Kapolri Siap Tertibkan Ruang Digital Usai 110 Anak Teridentifikasi Rencanakan Aksi Teror
Nasional | Jumat, 21 November 2025
PIFA, Nasional - Kapolri Jenderal Listyo Sigit Prabowo menegaskan bahwa Polri akan memperketat pengawasan dan penertiban ruang digital setelah terungkap adanya 110 anak yang diduga merencanakan aksi teror sepanjang 2025. Ia khawatir perkembangan teknologi dimanfaatkan kelompok terorisme untuk menyasar generasi muda.
Sigit menekankan bahwa penertiban ruang digital bukan bertujuan membungkam masyarakat, melainkan untuk memberikan edukasi dan perlindungan. “Ada hal-hal yang harus kita tertibkan dalam penggunaan teknologi informasi, yang tentunya tidak dalam rangka pembungkaman, tapi memberikan edukasi yang lebih baik,” ujarnya di Mapolda DIY, Sleman, Jumat (20/11).
Ia menjelaskan bahwa perekrutan dan proses radikalisasi anak-anak melalui media sosial, gim daring, dan ruang digital lainnya kini menjadi tren baru. Temuan tersebut diperoleh dari pendalaman Polri pada sejumlah komunitas hobi yang ternyata menjadi pintu masuk paparan ideologi ekstrem. “Awalnya mereka memiliki hobi. Dari hobi tersebut, ternyata ada potensi-potensi terpapar karena jenis permainan di game online,” ungkap Sigit.
Kapolri memastikan jajarannya terus mendalami fenomena ini dan mengajak masyarakat serta para pemangku kepentingan aktif melakukan pencegahan, terutama dari lingkungan keluarga. “Jangan sampai menjadi satu pemahaman yang diikuti sehingga mengancam keselamatan masyarakat dan jiwa orang lain,” ujarnya.

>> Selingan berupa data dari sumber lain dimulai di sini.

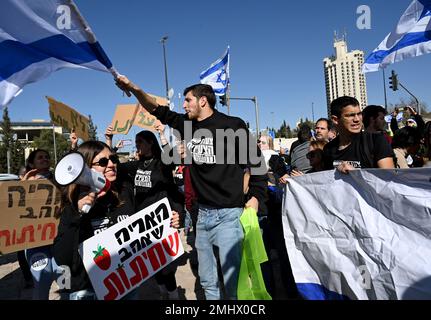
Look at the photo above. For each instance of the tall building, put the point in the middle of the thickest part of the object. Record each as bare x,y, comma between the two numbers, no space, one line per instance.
343,74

Sebelumnya, Densus 88 melalui juru bicara AKBP Mayndra Eka Wardhana mengungkap bahwa 110 anak berusia 10–18 tahun di 23 provinsi telah teridentifikasi merencanakan aksi teror. Jumlah ini meningkat tajam dibanding tahun-tahun sebelumnya, di mana sepanjang 2011–2017 hanya 17 anak yang diamankan terkait kasus serupa. Proses rekrutmen masif melalui media sosial hingga gim daring disebut menjadi penyebab utama lonjakan tersebut.
Densus 88 juga telah menangkap lima orang yang berperan sebagai perekrut anak-anak dan pelajar untuk masuk ke jaringan terorisme. Para pelaku memanfaatkan berbagai platform digital, mulai dari media sosial, aplikasi pesan, game online, hingga situs tertutup.